Flying Guillotine Part II (aka Palace Massacre) is, well, not exactly a sequel to 1975’s Flying Guillotine or 1976’s Master of the Flying Guillotine. It’s really something separate from those films, connected solely by the use of the titular weapon — a special projectile device that decapitates opponents and steals their heads. It’s a mythological weapon — Mythbusters even busted it — that nonetheless looks cool as fuck when used in the context of martial arts and wuxia movies. There were a small series of mostly disconnected films centered around the weapon during the heyday of 1970s Kung Fu films, hence the renaming from Palace Massacre to greater associate it with earlier films.

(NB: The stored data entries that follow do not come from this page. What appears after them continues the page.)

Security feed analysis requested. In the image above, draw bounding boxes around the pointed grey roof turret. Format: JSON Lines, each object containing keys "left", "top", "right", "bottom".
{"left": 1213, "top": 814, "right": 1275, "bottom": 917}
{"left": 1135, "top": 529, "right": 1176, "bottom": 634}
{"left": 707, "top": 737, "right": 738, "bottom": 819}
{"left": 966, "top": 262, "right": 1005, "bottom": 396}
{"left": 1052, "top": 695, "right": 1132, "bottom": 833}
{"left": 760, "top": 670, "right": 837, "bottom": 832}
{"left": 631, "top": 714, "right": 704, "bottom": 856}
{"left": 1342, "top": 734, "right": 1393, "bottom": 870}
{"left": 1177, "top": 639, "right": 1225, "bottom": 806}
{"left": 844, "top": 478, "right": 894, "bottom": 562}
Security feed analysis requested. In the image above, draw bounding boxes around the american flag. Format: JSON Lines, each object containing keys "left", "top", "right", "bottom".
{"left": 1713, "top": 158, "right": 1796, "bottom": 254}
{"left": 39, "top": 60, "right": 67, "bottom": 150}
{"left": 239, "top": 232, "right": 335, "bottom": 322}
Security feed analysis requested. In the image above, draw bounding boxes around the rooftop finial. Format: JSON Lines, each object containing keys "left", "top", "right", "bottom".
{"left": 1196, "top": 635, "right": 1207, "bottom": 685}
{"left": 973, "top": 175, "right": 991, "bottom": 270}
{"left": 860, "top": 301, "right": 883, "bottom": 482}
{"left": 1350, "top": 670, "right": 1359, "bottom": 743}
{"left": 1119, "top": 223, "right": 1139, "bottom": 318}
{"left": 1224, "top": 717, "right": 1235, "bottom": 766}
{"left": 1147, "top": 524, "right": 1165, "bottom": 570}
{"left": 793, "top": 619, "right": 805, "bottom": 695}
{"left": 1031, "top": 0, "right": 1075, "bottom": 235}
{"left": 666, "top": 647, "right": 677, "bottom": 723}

How does it stack up? It’s fun but nothing particularly special in the Shaw Brothers catalog. The opening is sufficiently blood-covered, and the bleak ending caps the film well, but most of the middle is a bit of a political intrigue muddle.

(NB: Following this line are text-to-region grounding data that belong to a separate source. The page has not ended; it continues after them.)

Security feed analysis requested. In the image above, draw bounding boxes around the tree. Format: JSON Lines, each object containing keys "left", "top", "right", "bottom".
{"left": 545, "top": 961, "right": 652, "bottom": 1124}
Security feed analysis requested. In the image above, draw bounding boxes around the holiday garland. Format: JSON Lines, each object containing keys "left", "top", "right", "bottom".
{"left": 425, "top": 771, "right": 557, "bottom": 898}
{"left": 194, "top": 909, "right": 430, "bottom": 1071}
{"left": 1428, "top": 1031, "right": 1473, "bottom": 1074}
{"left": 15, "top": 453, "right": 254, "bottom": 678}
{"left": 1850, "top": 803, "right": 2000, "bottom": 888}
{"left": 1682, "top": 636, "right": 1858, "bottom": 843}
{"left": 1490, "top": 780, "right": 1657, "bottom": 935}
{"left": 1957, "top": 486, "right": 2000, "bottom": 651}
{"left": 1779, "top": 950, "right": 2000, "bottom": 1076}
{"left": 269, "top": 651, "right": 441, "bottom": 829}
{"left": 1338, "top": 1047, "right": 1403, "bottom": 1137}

As with 88 Films’ previous Shaw releases, Flying Guillotine Part II is given a deluxe treatment. The new case and slipcase feature brand-new artwork by R.P. “Kung Fu Bob” O’Brien and a double-sided foldout poster. It matches the other Region-A Shaw releases quite beautifully. The disc itself is an HD transfer from an original negative, a vast improvement over past releases by far. The English subtitles are newly translated, although most Western viewers will likely use the 2.0 English dub track. An audio commentary by Mike Leader, Arne Venema, Frank Djeng and Michael Worth is also available.
It’s worth nothing that the booklet, written by Barry Forshaw, is not actually about Flying Guillotine Part II but rather an essay about the 1975 Flying Guillotine starring Chen Luan-tai. I don’t know why, but I guess I’d want to write about the better movie, too.